Conservateurs, populistes et progressistes ? Le sens des mots décryptés par Olivier Dard

Pour être à la mode depuis 2017, il ne faut plus être de droite ou de gauche, mais assumer une pensée, une identité idéologique. Le second tour le montre : Marine le Pen et Emmanuel Macron ont une vision bien différente voire totalement opposée sur des sujets économiques et sociaux, mais aussi de la France en général. On retrouve un discours qui s'adresse aux classes populaires chez Marine le Pen face à un discours en faveur du « progrès » chez Emmanuel Macron. Olivier Dard, professeur à la Sorbonne en histoire des idées, et spécialiste des droites en France, nous donne un éclairage sur le positionnement idéologique des candidats.

Vous êtes le coauteur d’un récent Dictionnaire du progressisme[1], paru pendant la campagne présidentielle. Pourquoi un dictionnaire sur cette thématique ?

Lorsqu’on a fait le dictionnaire du conservatisme[2], on s’est rendu compte, Frédéric Rouvillois, Christophe Boutin et moi-même que chez Emmanuel Macron, il y a aujourd’hui deux ennemis : le conservatisme et le populisme. Par ailleurs depuis 2016, l'actuel président de la République se réclame ouvertement du progressisme. Il a répété cette affiliation sur le media en ligne Brut, le 8 avril dernier. La campagne de 2017 fut un nouveau tournant dans l’utilisation du terme progressiste. Mais le premier à mon sens – le plus récent – fut celui des débats sur le mariage pour tous en 2013, où les clivages « progressistes » contre « conservateurs » sont réapparus. Dans notre dictionnaire, nous cherchons à faire un panorama de l’utilisation de ce concept en politique et dans le langage médiatique.

Pourriez-vous nous faire un historique de ces deux termes ?

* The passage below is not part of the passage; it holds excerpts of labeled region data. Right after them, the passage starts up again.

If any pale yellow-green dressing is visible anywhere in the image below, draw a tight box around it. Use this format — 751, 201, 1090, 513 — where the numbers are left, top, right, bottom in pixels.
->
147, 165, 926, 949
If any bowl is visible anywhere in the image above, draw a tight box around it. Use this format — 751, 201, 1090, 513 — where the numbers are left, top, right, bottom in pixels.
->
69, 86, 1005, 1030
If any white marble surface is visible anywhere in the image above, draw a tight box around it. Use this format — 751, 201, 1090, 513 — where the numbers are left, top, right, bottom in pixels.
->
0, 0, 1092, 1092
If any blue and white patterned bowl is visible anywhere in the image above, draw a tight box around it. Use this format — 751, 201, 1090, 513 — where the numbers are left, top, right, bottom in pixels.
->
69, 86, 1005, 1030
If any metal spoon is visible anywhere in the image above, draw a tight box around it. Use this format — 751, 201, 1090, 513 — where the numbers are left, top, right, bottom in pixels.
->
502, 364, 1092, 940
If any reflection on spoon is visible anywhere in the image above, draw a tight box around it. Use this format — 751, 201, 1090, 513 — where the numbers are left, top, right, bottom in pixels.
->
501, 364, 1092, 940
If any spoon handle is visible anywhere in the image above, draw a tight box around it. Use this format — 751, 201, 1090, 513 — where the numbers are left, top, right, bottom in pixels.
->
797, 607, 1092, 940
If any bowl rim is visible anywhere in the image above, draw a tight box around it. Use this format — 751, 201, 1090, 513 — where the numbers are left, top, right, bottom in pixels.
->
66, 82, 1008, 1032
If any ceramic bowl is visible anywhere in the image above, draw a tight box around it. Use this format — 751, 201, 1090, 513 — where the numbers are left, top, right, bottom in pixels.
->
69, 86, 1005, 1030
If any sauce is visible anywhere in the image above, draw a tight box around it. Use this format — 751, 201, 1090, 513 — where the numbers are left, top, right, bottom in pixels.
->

L’idée même de progrès d’abord, se développe surtout au XVIIIe siècle. La Révolution ensuite, reprend le concept à son compte, en cherchant à faire table rase du passé, de l’Ancien régime, et à créer une cité et un homme nouveaux. Le mot « progressisme » apparaît quant à lui en 1842 dans le dictionnaire des mots nouveaux, et s’oppose en France au terme « conservateur » à la fin du XIXe siècle. Les conservateurs désignent le camp monarchiste après 1875, lorsque légitimistes et orléanistes échouent définitivement à installer leur prétendant sur le trône de France. Attention, le mot « conservateur » date, lui, du début du XIXe siècle. Il désigne le titre de la revue Le Conservateur, dirigée par Châteaubriand à partir de 1816, qui contribue largement à la définition du terme.

Venons-en à la campagne présidentielle. Peut-on dire en ce sens qu’Emmanuel Macron incarne le candidat progressiste par définition ? Frédéric Rouvillois a publié un article intitulé « Macronie » ! Est-il possible de l’inscrire dans une lignée avec d’autres candidats aujourd’hui ?

Emmanuel Macron a accentué le dynamitage du clivage droite-gauche entre 2017 et 2022. Valérie Pécresse en a d’ailleurs fait l’aveu dans un entretien au Figaro le 12 avril dernier, en attribuant sa défaite au fait qu’Emmanuel Macron avait copié son programme. C’est une grave erreur à mon sens, parce qu’elle a fait la démonstration d’une faiblesse incontestable en avouant en fin de compte n’avoir presque aucune différence idéologique ou programmatique avec le président. La conclusion que j’en tire est que la droite républicaine gaulliste n’existe plus guère aujourd’hui, parce que n’ayant plus de socle idéologique propre.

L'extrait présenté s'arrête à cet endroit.